# TCR C Zero



## ssteed (Sep 19, 2006)

Has anyone ridden the TCT C Zero yet ? Wondering how you might expect it to compare with the TCR Advanced 1 in terms of comfort , stiffness, and weight? Are the Ksyrium SL wheels better than the Ksyrium Elite?


----------



## botto (Jul 22, 2005)

ssteed said:


> Has anyone ridden the TCT C Zero yet ? Wondering how you might expect it to compare with the TCR Advanced 1 in terms of comfort , stiffness, and weight? Are the Ksyrium SL wheels better than the Ksyrium Elite?


yes. ...


----------



## LCFrecrider (Jan 4, 2006)

botto said:


> yes. ...


I second that...


----------



## ssteed (Sep 19, 2006)

Thanks for your replys about wheels ( SL vs Elite ).
Anyone know about the Composite vs Advanced in terms of comfort & stiffness.
Basically want to find out if you think Advanced might be too stiff for a long ride,
ie :- does the stiffness reduce comfort too much as the hours roll by?


----------



## botto (Jul 22, 2005)

as much as i love my tcr comp, the only thing that should keep you from buying an advanced is your budget.


----------



## avyoung (Dec 10, 2006)

A team mate had the 2006 TCR C0 and went to an advance frame due to crash replacement. He preferred the comfort of the Carbon Zero verse the advanced, but did noticed an increase in stiffness in the advanced frame. He is about 6ft tall 160lbs.
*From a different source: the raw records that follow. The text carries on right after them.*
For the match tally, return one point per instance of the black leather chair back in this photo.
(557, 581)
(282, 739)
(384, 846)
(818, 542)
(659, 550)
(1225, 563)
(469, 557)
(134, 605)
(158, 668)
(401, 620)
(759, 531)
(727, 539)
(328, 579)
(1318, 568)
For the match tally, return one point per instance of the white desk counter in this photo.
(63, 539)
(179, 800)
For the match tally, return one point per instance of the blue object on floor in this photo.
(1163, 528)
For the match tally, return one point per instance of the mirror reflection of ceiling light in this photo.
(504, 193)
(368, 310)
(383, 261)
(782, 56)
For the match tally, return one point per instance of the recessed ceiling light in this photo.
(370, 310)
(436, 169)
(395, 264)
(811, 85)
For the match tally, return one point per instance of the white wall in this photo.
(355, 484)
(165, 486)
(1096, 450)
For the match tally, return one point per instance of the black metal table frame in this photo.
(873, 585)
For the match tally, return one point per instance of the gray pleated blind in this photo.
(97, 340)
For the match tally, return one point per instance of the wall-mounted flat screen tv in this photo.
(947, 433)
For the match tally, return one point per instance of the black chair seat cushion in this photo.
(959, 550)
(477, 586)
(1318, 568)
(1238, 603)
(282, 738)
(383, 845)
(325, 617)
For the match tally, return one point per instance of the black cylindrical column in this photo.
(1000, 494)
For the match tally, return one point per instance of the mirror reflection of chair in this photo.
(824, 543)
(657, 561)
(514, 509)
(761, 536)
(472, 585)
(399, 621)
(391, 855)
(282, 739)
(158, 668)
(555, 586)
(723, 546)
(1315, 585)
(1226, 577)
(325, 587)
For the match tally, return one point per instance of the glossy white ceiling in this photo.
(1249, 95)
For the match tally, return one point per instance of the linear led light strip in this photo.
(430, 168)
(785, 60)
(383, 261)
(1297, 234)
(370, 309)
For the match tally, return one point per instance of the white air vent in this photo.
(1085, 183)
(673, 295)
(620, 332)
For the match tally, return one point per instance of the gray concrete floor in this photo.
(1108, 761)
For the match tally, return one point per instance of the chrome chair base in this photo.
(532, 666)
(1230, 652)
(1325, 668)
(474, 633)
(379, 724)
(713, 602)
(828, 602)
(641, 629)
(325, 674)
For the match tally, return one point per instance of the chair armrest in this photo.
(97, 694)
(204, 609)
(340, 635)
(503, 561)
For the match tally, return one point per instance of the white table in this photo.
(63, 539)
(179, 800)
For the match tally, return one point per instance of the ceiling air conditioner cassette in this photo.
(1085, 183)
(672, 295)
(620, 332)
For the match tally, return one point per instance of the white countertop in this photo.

I have the 2007 Carbon Zero and went with it on his recommendation that at 5'7"; 140lbs I would probably prefer the ride of the carbon zero. I also liked the idea of getting a better wheel set with the carbon zero. This is my first carbon road bike, so I can't compare. But I do find it very comfortable over the rough stuff. Did a club race last weekend and I could not believe the comfort difference powering out of a corner in rough road conditions. The Carbon zero felt smooth and let me concentrate on pedalling. I notice some fork flex under hard braking, but I feel confident while riding. 

No regrets for me going for the Carbon Zero over the advanced.


----------